Soil moisture and precipitation are important parameters that influence Hg air-surface exchange at background sites, thereby influencing Hg distribution in the environment. Australia is a unique and understudied climatic region. Rainfall across the temperate regions of Australia is highly variable on both annual and inter-annual scales and is overall a relatively dry continent. As such, it is plausible that Australian terrestrial fluxes do not respond to precipitation and soil moisture changes in the same way as observed in the Northern Hemisphere. This study focused on investigating Hg flux in response to precipitation and soil moisture changes at a background site in south-eastern Australia over a 14-month measurement period. The Austral summer experienced the highest rainfall, with a cumulative average of 3.21 mm d⁻¹ and rainfall occurring during 5.95% of the half-hourly measurements during this period. Autumn 2018 had the lowest daily rainfall (1.20 mm d⁻¹). Hg fluxes during rainfall averaged 1.03 ng m⁻² h⁻¹ (standard deviation (SD), 20.78), compared to the overall study average of 0.002 ng m⁻² h⁻¹ (SD 14.23), signifying influence from the occurrence of rain. Mercury fluxes at this site show substantial spikes that often coincided with the occurrence of rainfall. Mercury released from the substrate during rainfall is primarily due to the interstitial release of Hg as the water infiltrates the soil pore space. Deposition during rainfall also indicated rapid recycling of Hg between the soil and air. There was little evidence of enhanced Hg fluxes occurring caused by increased soil volumetric water content. Lack of enhancement suggests that Hg stores within the substrate are depleted during the initial release.

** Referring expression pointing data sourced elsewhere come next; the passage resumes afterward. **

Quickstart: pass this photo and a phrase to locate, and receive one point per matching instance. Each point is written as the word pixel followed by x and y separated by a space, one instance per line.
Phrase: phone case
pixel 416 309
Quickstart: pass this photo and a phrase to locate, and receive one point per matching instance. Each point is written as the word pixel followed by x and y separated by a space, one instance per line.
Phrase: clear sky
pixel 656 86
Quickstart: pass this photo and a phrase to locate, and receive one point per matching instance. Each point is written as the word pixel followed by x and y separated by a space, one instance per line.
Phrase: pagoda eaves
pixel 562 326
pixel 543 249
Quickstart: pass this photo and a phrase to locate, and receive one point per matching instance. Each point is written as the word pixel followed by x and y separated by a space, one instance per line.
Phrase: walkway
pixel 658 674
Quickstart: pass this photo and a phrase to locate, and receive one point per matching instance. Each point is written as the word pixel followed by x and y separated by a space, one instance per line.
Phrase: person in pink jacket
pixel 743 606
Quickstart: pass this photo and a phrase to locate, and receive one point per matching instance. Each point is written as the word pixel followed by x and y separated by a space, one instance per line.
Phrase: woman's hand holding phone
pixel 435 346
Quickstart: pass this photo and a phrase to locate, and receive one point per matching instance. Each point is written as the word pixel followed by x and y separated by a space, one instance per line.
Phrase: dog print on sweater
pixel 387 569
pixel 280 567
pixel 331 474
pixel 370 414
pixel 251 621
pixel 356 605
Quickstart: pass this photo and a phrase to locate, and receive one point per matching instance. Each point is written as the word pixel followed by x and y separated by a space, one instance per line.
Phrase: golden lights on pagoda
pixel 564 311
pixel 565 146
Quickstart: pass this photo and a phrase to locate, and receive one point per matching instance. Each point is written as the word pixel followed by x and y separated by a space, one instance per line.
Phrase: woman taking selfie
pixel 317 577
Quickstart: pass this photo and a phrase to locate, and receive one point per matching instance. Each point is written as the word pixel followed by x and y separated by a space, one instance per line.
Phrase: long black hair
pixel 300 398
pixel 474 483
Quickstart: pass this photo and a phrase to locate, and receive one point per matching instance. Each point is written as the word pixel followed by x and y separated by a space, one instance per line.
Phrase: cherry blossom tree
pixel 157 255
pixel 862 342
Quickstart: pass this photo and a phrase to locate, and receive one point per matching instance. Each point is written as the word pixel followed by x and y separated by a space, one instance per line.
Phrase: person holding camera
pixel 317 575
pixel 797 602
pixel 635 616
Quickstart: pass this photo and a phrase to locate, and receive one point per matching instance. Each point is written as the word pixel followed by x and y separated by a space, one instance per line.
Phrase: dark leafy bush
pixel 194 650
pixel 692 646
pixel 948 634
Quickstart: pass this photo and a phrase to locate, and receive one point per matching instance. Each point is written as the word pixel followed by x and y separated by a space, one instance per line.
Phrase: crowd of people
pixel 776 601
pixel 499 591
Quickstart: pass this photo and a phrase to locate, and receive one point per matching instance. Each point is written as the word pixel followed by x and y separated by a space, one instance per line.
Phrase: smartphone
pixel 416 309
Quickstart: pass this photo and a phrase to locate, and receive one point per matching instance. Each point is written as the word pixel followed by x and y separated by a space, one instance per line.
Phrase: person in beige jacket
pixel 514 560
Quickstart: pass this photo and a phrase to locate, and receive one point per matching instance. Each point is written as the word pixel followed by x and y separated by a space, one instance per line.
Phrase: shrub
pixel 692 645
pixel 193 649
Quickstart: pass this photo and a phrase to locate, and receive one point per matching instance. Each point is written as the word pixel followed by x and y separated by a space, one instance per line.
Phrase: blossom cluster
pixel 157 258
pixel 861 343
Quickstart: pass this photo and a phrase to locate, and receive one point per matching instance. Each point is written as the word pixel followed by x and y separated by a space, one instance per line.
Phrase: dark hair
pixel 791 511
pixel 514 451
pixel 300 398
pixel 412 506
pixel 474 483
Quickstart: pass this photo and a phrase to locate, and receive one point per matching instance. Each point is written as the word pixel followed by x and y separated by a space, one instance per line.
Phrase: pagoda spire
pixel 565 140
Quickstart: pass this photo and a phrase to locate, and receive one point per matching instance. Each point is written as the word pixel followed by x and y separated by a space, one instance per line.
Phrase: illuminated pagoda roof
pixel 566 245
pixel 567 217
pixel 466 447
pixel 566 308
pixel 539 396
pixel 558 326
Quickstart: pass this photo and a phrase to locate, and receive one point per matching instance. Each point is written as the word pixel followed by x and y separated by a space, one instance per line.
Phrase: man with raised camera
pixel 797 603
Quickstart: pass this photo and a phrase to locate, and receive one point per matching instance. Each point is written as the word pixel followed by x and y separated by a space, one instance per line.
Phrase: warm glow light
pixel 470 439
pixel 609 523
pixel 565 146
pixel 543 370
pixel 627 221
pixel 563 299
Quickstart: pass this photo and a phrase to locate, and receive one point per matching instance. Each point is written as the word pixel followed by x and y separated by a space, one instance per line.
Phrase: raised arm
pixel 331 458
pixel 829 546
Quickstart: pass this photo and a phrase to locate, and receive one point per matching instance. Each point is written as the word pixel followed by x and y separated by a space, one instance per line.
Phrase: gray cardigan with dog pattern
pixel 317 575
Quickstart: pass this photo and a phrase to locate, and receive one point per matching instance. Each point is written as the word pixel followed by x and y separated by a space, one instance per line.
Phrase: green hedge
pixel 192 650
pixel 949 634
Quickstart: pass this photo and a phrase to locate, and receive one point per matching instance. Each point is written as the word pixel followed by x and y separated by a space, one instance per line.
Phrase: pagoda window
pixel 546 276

土壤水分和降水是影响背景地点汞空气表面交换的重要参数，从而影响环境中汞的分布。澳大利亚是一个独特而未被充分研究的气候区域。澳大利亚温带地区的降雨量在年度和年度间变化很大，总体而言是一个相对干燥的大陆。因此，有可能澳大利亚陆地通量对降水和土壤水分变化的响应方式与在北半球所观察到的方式不同。这项研究的重点是调查在14个月的测量期内澳大利亚东南部某背景站点响应于降水和土壤水分变化而产生的汞通量。澳大利亚夏季的降雨量最大，累计平均为3.21 mm d ^-1在此期间，每半小时测量值的5.95％发生降雨。2018年秋季的日降雨量最低（1.20 mm d ^-1）。降雨期间的汞通量平均为1.03 ng m ^-2 h ^-1（标准偏差（SD）为20.78），而总体研究平均值为0.002 ng m ^-2 h ^-1（SD 14.23），表示受到降雨的影响。该地点的汞通量显示出大量的峰值，通常与降雨的发生同时发生。降雨过程中从基质释放的汞主要是由于水渗透到土壤孔隙空间后，汞的间隙释放。降雨期间的沉积也表明汞在土壤和空气之间快速循环。几乎没有证据表明由于土壤体积含水量增加而导致汞通量增加。缺乏增强表明底物内的汞存储在初始释放过程中被耗尽。